After failing to reach 70 wins for three consecutive seasons, moving on from Price is the smart move. The problem extends far beyond the manager’s bench, though; the Reds are an example of tanking gone bad.
Tanking is the alchemy of major league sports. It’s the art of creating something from nothing, of manufacturing championships from seasons of misery.
Unlike alchemy, the formula for tanking is well known. Take a mediocre team. Sell off everything in a bid to acquire prospects. Lose. A lot. Get more prospects through the draft. Keep losing while those prospects marinate in the minor leagues. Get the prospects up to the big leagues. Add a couple of key free agents. Celebrate a championship.

Tanking has become more popular because it has worked–baseball, like every sports league, is a copycat league. Theo Epstein took over a mediocre Cubs team, ripped it apart to acquire prospects, and eventually broke the 108-year drought in Wrigleyville in 2016. The Astros were a laughingstock in the early 2010s, posting three consecutive 100-loss seasons. All that losing netted them George Springer, Carlos Correa, and Alex Bregman, players that proved critical to the Astros’ World Series run in 2017.
There are more teams than ever who don’t seem interested in competing in the 2018 season.

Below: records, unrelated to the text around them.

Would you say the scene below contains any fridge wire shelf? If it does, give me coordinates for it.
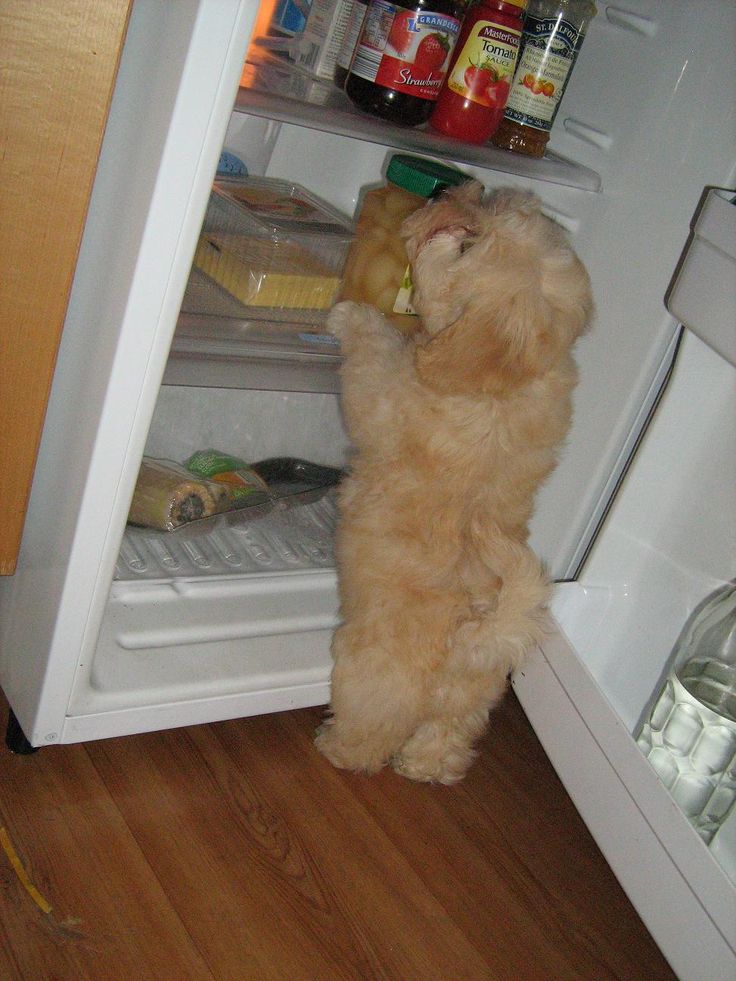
[115,489,337,582]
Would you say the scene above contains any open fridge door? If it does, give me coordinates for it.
[514,190,736,981]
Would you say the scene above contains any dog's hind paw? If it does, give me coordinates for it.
[391,753,473,785]
[314,719,385,773]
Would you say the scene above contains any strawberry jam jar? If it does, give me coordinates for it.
[429,0,526,143]
[345,0,463,126]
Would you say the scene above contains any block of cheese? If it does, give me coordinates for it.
[194,232,340,310]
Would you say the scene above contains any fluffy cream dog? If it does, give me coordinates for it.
[317,182,592,783]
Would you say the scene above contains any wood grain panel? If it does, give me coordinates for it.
[0,0,131,575]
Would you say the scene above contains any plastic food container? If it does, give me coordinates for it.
[340,154,469,333]
[187,177,353,323]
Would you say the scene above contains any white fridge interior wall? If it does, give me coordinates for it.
[146,385,348,466]
[218,0,736,579]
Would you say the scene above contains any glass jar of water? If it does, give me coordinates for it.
[636,582,736,844]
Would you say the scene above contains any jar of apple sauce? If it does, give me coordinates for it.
[339,153,470,333]
[492,0,596,157]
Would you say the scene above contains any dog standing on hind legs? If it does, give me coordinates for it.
[317,181,592,783]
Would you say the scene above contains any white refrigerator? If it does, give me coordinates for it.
[0,0,736,981]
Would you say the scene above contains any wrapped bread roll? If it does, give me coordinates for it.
[128,457,235,531]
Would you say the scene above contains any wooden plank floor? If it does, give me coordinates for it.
[0,694,673,981]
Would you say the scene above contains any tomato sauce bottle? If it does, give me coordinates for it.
[429,0,527,143]
[345,0,463,126]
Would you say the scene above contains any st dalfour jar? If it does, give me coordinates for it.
[493,0,596,157]
[339,154,469,333]
[345,0,464,126]
[429,0,526,143]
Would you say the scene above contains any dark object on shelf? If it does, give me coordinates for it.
[5,709,38,756]
[251,456,345,501]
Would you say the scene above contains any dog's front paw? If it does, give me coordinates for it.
[326,300,402,351]
[325,300,360,338]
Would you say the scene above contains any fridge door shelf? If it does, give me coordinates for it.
[235,46,601,191]
[61,569,338,742]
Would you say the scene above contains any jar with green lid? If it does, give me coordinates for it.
[492,0,596,157]
[340,154,470,333]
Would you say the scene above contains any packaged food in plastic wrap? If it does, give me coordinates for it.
[128,457,266,531]
[187,177,353,323]
[184,449,269,505]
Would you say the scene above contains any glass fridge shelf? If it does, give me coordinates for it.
[234,46,601,191]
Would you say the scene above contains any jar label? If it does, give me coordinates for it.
[447,20,521,109]
[506,16,584,132]
[350,0,460,102]
[393,264,417,317]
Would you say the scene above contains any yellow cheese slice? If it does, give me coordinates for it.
[194,232,340,310]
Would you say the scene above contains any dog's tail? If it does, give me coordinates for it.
[453,525,551,674]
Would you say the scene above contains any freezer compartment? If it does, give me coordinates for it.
[62,570,338,741]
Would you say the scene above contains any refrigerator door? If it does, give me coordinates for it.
[514,306,736,981]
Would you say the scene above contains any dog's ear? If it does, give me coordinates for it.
[415,246,592,396]
[401,180,483,263]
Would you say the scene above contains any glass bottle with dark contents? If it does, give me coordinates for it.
[345,0,464,126]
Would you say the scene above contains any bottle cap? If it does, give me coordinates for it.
[386,153,471,198]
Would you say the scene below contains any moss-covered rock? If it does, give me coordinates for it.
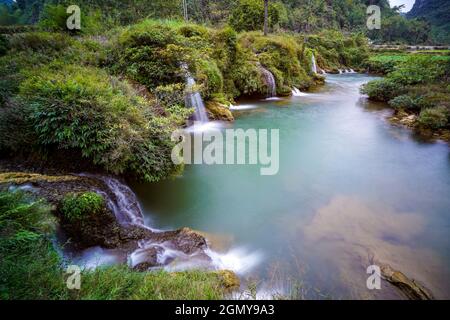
[206,101,234,121]
[216,270,241,291]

The White Sox have a strong farm system, but not a strong team. The Braves’ prospects are starting to trickle into the majors. The Marlins and Rays have unabashedly, systematically, destroyed their rosters in an effort to build for the future and cut spending.
When a team tanks, or goes through a rebuild, they sell their fanbase a bill of false goods. They knowingly put a subpar product on the field, throwing in the towel on the season before the snow melts in spring. They convince the fans to stick around by telling them it will all be worth it down the road; that the misery you’re feeling right now will make the eventual championship that much sweeter.
But what if that championship doesn’t come? What if the rebuild, the tanking, is leading to nowhere? This is the biggest lie of the tanking philosophy: all this losing will lead to a championship.
Nothing is guaranteed in baseball. Prospects that get drafted might not sign with the team that drafted them. A pitching prospect may tear their UCL and need Tommy John. An offensive prospect might struggle to hit big league curveballs, and spend his professional career mired in the minors. All the top draft picks in the world won’t guarantee success.
That’s the inconvenient truth the Cincinnati Reds are facing.

The Reds focused on building a young pitching staff that could lead the team out of the rebuild and into the postseason. In 2015, 7 of their top 10 prospects were pitchers. They figured that if they could build an elite rotation out of their farm system, enough of the young hitters would graduate into the majors as well, and free agency could supply the rest of the offense.
By this stage in a rebuild, a team should make some semblance of progress. At least some of these starting pitchers should show the potential to turn into difference-makers at the major league level.
Many of the Reds pitching prospects have made their way up to Cincinnati, but their results have been underwhelming. Five of the six pitchers that have started a game for Cincinnati are 25-or-under. All five have ERAs above 5.00. The only pitcher that has looked halfway decent as a starter for the Reds is old friend Homer Bailey, who’s on the wrong side of thirty. The pitching staff as a whole have posted a 5.42 ERA on the season, a season in which the team has gone 3-15 with an MLB-worst minus-46 run differential.

There is still talent in the farm system, including 2017 draft pick Hunter Greene and Triple-A standout Nick Senzel. But the pipeline isn’t deep or skilled enough to compete with the elite teams like the White Sox, Braves, Padres, or Yankees. In short, the current team is terrible, and the quality of the farm system isn’t good enough to give any hope that the Reds could win a championship in a few years.
The sacking of manager Bryan Price is not part of the “master plan” of tanking in Cincinnati; it’s a sign that the plan has gone off the rails. None of their top prospects have made an impact at the big league level, and the rebuild trudges on into its fourth year with negligible results. Maybe a new manager and coaching staff can do a better job of getting the youngsters ready for big-league competition; maybe they can still create something from nothing, create a championship from a pile of losses.
Until they do, Cincinnati’s fans will be left wondering whether all the tanking and promises of future success were just a bridge to nowhere.